Saying Farewell to Clearview Highway Signs

They will not be approved for use on public roads after Feb. 23, but the signs won't have to be removed until they reach the end of their useful life, FHWA Administrator Gregory G. Nadeau reported.

Since 2004, the Federal Highway Administration has conditionally approved the use of Clearview, an experimental font, on highway signs used on public roads. But such signs will no longer be approved for use on public roads after Feb. 23, Gregory G. Nadeau, the administrator of the Federal Highway Administration, noted in a Feb. 4 post on the DOT Fast Lane blog.

Explaining that the agency seeks uniformity, so a Stop sign in California looks the same as one in Maine, Nadeau wrote that research initially gave DOT hope that Clearview would make signs easier to read from greater distances and at night, but years of additional research have disproved that. "Early successes we noted were credited to the new font, but the years since have shown those successes were likely due, at least in part, to the fact that older, worn signs had been replaced with new, cleaner ones using brighter materials. After more than a decade of analysis, we learned that retro-reflective sign sheeting materials that direct a vehicle’s headlamp beams back to the observer were the primary determining factor in improved nighttime visibility and legibility," he explained. "Among other things, we also learned that Clearview compromises the legibility of signs in negative-contrast color orientations, such as those with black letters on white or yellow backgrounds like Speed Limit and Warning signs."

So FHWA has concluded there is no practical benefit to the public in continuing to pursue Clearview, so it will no longer support it.

"Importantly, this action in no way requires that states go out and start removing signs using Clearview," he added. "Let me emphasize: this action does not mandate removal or installation of any signs. Instead, once signs using Clearview reach the end of their useful life, they will be replaced with new highway signs that feature approved fonts from the Standard Alphabets – known as 'Highway Gothic.'"

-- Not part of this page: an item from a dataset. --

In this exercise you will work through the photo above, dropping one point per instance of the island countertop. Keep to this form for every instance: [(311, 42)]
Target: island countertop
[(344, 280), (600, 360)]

"Safety is our top priority, and it will remain so. Whether guardrails, pavement markings, the placement of highway signs, or even the font on them, we are constantly studying ways to improve the safety of the driving public," Nadeau wrote. "Of course, conscientious drivers continue to be the most important safety feature on America’s roads. As winter weather continues to challenge much of the country, please drive safely, avoid using your cell phone or other devices while driving, buckle up, and be mindful of other drivers."